Jesus teaches that we should not judge others: “Don’t criticize, and then you won’t be criticized. For others will treat you as you treat them. And why worry about a speck in the eye of a brother if you have a board in your own? Should you say, ‘Friend let me help you get that speck out of your eye’ when you can’t even see because of the board in your own? Hypocrite! First get rid of the board. Then you can see to help your brother.” (Jesus, quoted in Matthew 7:1-5)
Unlike the ancient laws of Moses that emphasized obedience to God through objective action, Jesus’ teachings emphasize obedience to God through actions ruled by the heart. Jesus teaches us to love one another, to show mercy, and to leave judgment of others to God.
“Jesus returned to the Mount of Olives, but early the next morning he was back again at the Temple.

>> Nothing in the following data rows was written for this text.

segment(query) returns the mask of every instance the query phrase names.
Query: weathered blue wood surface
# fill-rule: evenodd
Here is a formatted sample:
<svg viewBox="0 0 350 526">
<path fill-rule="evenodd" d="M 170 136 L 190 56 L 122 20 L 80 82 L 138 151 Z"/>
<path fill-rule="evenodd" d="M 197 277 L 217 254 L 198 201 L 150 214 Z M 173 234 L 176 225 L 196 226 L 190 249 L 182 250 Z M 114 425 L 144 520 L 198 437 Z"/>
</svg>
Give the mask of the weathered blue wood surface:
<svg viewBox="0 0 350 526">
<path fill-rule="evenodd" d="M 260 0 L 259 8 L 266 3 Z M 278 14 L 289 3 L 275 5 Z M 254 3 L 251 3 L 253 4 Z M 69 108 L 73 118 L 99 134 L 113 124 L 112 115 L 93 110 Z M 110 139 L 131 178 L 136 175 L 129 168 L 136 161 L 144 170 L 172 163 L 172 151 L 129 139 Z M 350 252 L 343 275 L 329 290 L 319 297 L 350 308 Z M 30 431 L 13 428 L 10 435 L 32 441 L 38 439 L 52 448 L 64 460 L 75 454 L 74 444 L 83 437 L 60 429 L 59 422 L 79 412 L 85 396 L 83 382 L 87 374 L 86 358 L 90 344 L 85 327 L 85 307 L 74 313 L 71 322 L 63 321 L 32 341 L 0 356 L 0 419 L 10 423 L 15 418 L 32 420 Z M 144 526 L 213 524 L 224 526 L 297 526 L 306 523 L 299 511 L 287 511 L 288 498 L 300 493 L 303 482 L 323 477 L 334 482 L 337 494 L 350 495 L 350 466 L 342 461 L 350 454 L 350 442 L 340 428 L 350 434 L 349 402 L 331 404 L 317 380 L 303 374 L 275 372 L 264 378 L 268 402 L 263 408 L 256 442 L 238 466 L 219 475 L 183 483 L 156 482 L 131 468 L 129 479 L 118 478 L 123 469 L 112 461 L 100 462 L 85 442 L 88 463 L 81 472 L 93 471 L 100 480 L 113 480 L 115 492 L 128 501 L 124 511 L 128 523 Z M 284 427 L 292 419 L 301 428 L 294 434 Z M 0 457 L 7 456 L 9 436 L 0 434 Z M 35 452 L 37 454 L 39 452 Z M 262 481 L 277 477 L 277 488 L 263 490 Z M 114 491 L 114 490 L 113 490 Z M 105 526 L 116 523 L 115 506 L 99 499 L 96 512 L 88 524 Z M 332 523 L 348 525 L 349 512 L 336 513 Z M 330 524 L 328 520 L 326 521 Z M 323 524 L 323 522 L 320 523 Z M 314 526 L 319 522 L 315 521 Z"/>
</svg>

A crowd soon gathered, and he sat down and talked to them. As he was speaking, the Jewish leaders and Pharisees brought a woman caught in adultery and placed her out in front of the staring crowd. ‘Teacher,’ they said to Jesus, ‘this woman was caught in adultery. Moses law says to kill her. What about it?’ They were trying to trap him into saying something they could use against him, but Jesus stooped down and wrote in the dust with his finger. They kept demanding an answer, so he stood up again and said, ‘All right, hurl the stones at her until she dies. But only he who never sinned may throw the first!’ Then he stooped down again and wrote some more in the dust. And the Jewish leaders slipped away one by one, beginning with the eldest, until only Jesus was left in front of the crowd with the woman. Then Jesus stood up again and said to her, ‘Where are your accusers? Didn’t even one of them condemn you?’ ‘No, sir,’ she said. And Jesus said, ‘Neither do I. Go and sin no more.” (John 8:1-11)
We all make mistakes — sin — it’s part of our humanity. Perhaps mistakes are essential to our ability to have a more meaningful relationship with God and each other. I believe that when we pray for forgiveness for our sins and forgive others theirs, God can use our mistakes for something good. The lessons we learn from our mistakes can teach us humility and forgiveness for our own and others’ imperfections. They may be painful, but our mistakes need not define us. With God’s grace and Jesus’ help, we need not define ourselves by the sting of a bee, but rather by the honey that the bee makes.
In our humanity, we are imperfect and fallible — no matter how perfect our intentions. In our hearts, we have a divine component than allows us to heal and to love — no matter how imperfect the situation in which we find ourselves. But until we stop judging others and forgive those around us, it seems we are not free from judgment upon ourselves. Our criticisms and judgments of others are less an indictment of them than they are of ourselves.
“Instead, be kind to each other, tenderhearted, forgiving one another, just as God has forgiven you because you belong to Christ.” (Ephesians 4: 32) Forgiveness and mercy are the cornerstones of Christ’s teachings. They are the cornerstones of our spiritual well-being.
For until we forgive, we have not sinned no more.